Emergency: I’m sure you’re all receiving me!

9 years ago  By  Iuliana Velniciuc     No comments

Picture an emergency scenario. A speeding car skids and loses control, spinning into a tree with a terrifying smashing of glass and crunch of metal. A witness rushes over and dials 112.

An operator takes the call, but needs more information to dispatch the right emergency crews. This is where technology comes together. The operator grabs the location via GPS on the caller’s phone and asks the witness to video the scene. Thanks to the speed of 4G mobile networks, the video is streamed directly to the control room through the emergency call. The local police commander watches on his computer while paramedics get the information on a tablet device, even as they rush to the scene.

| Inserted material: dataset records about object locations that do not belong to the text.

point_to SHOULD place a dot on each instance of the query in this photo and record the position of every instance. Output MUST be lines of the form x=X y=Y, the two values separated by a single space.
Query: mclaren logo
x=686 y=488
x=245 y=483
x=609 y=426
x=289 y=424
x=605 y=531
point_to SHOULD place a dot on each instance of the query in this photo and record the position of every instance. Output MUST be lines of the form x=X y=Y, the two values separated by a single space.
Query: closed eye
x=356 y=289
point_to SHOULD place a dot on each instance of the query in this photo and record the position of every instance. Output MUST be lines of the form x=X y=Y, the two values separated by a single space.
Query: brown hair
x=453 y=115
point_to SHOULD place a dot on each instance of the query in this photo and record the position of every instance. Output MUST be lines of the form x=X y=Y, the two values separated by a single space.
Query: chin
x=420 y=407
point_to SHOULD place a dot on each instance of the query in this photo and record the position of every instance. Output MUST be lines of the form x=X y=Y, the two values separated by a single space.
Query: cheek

Taking no chances, the operator alerts the neighbouring police force, across a national border. All the emergency bodies can exchange enhanced multimedia information like photos, video and location data to coordinate their response.

Communication crisis

This is the way you would want an emergency response to work. And thanks to the three-year GERYON project, this close integration of communication across devices and agencies is at last possible, even between neighbouring countries. Funded by the EU, the project has developed a system which uses the internet’s multimedia capabilities and mobile networks to enable multimedia and voice communications, whether emergency personnel are using radios, mobile phones or other specialist devices.

The project’s coordinator, Fidel Liberal, says that GERYON was conceived to address the uncertainty around the future of traditional radio-based communication systems.

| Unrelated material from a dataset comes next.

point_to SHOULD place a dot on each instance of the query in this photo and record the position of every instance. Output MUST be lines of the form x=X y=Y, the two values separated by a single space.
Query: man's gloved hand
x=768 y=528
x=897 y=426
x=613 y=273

“The availability of frequencies for new broadband radio systems for public safety is limited,” he explains. “Traditional radios also prevent you benefiting from all the enhanced multimedia and data functionality that we are now so used to on our mobile phones.” Emergency services demand enhanced communication capabilities, but also the necessary resilience, coverage and reliability that come with private radio systems, he adds.

The economic crisis, costs of niche technologies and the growing obsolescence of traditional walkie-talkie systems drove GERYON to create a digital platform that would provide reliable interoperability between systems as well as multimedia functionality.